Yeni bir cezasızlık çağı mı?
Le Monde’a göre, Çin’in Uygurlara uyguladığı şiddete tepki verme konusunda Batı’nın şimdiye kadar çekingen davranması kabul edilemez:
“Bu, Pekin’in uluslararası sistem üzerindeki yeni nüfuzunun bir kanıtı. ... Aynı zamanda da uluslararası ilişkilerin bilinçli olarak vahşileştirilmesinin bir ifadesi ve yeni cezasızlık çağının emaresi. ... Çin en az bir milyon Uygur’u tutuklamışken, bu insan hakları ihlallerinden ötürü ülkeye yaptırım uygulamayı ciddi bir şekilde düşünen kimse yok. Hangi büyük Batılı marka, devasa Çin pazarına sırt dönmek ister ki? Ancak Sincan Polis Dosyaları, Pekin’in tüm ortakları ve muhatapları için son bir uyarı olmalı: Çin’de yaşanmakta olan gerçeklik yakından takip edilmeli.”
Baskıların bedeli olmalı
Dagens Nyheter de ifşaatlar ışığında şu ana kadar Çin'e yönelik uygulanan tedbirlerin yeterli olmadığına inanıyor:
“AB, bir dizi Çinli yetkiliye sınırlı düzeyde yaptırımlar uygulamış ve bir yatırım anlaşmasını askıya almıştı. ABD de sene başında yapılan Pekin Olimpiyatları'na diplomatik boykot uygulamıştı. Ancak bugün, Başkan Trump'ın ABD ile Çin arasındaki ticaret dengesinden hoşnut olmadığı için uyguladığı gümrük vergileriyle dahi karşılaştırılabilecek düzeyde herhangi bir tedbir bulunmuyor.

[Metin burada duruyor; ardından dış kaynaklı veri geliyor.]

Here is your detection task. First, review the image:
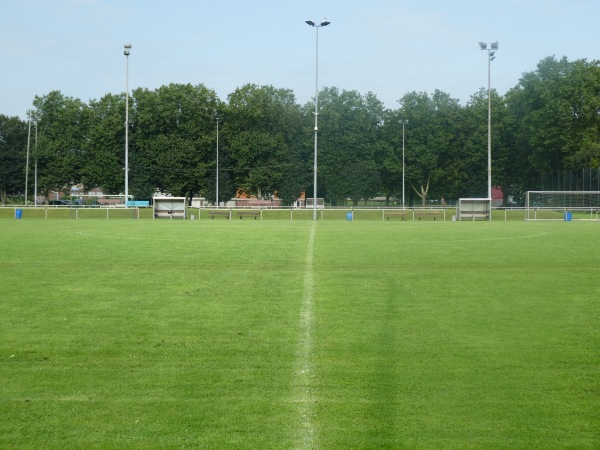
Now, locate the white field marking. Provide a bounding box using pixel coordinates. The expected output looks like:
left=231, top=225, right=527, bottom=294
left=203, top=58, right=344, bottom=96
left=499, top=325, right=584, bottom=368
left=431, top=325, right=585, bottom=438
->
left=294, top=222, right=315, bottom=448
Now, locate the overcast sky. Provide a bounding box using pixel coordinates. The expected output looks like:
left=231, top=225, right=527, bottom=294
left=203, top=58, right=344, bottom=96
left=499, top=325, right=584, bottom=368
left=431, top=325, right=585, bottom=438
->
left=0, top=0, right=600, bottom=118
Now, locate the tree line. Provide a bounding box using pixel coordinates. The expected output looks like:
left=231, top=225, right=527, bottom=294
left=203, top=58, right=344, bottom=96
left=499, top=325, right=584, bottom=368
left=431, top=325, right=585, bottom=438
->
left=0, top=57, right=600, bottom=205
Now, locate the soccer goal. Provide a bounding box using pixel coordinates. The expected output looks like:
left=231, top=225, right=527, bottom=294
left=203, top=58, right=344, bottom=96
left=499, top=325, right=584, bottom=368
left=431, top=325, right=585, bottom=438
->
left=525, top=191, right=600, bottom=221
left=152, top=197, right=187, bottom=219
left=456, top=198, right=492, bottom=221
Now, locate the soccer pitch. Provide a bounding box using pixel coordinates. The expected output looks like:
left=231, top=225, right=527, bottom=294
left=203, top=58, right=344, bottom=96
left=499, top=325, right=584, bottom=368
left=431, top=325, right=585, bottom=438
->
left=0, top=219, right=600, bottom=449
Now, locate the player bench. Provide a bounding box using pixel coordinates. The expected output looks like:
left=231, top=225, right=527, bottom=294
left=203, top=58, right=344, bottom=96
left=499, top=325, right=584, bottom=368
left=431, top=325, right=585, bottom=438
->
left=235, top=211, right=260, bottom=220
left=415, top=211, right=437, bottom=222
left=460, top=211, right=490, bottom=220
left=383, top=211, right=406, bottom=222
left=208, top=211, right=231, bottom=219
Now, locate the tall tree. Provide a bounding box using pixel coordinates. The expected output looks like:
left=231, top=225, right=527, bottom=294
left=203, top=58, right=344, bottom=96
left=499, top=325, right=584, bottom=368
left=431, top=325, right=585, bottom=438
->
left=314, top=88, right=385, bottom=204
left=34, top=91, right=89, bottom=201
left=81, top=94, right=125, bottom=194
left=399, top=90, right=460, bottom=206
left=0, top=114, right=27, bottom=204
left=223, top=84, right=306, bottom=203
left=130, top=84, right=220, bottom=202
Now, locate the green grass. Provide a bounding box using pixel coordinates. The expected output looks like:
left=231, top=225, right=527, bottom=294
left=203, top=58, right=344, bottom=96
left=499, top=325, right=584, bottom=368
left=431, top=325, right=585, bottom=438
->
left=0, top=217, right=600, bottom=449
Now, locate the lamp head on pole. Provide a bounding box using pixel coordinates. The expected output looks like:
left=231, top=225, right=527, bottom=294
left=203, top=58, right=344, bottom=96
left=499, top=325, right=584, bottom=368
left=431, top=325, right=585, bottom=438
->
left=305, top=19, right=331, bottom=28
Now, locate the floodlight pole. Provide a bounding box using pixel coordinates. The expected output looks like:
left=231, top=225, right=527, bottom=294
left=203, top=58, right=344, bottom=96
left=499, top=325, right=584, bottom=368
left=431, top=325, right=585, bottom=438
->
left=479, top=41, right=498, bottom=202
left=306, top=19, right=331, bottom=220
left=400, top=119, right=408, bottom=209
left=25, top=110, right=31, bottom=206
left=216, top=119, right=219, bottom=208
left=123, top=44, right=131, bottom=208
left=33, top=120, right=37, bottom=207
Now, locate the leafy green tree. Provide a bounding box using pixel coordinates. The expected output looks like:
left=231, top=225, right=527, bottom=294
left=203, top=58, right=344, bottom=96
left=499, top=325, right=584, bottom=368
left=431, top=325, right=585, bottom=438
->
left=0, top=114, right=27, bottom=204
left=223, top=84, right=307, bottom=204
left=506, top=57, right=600, bottom=185
left=81, top=94, right=125, bottom=194
left=129, top=84, right=220, bottom=202
left=399, top=90, right=461, bottom=206
left=318, top=88, right=385, bottom=204
left=34, top=91, right=90, bottom=202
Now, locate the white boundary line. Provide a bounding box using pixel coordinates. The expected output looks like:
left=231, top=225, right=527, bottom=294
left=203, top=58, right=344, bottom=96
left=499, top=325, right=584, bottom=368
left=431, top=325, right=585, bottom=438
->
left=294, top=222, right=316, bottom=448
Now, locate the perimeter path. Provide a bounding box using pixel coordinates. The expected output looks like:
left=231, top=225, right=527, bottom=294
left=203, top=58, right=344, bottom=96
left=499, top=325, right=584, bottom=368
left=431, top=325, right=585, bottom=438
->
left=294, top=222, right=316, bottom=448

Çok uluslu şirketlerin Sincan'da hâlâ fabrikaları var. Tarlalarda insanların zorla çalıştırıldığına dair çıkan haberlere rağmen, giydiğimiz kıyafetlerde bu bölgeden gelen pamuk kullanılıyor. Bu böyle devam edemez. Yaptığı baskının rejim için bedeli olmalı.”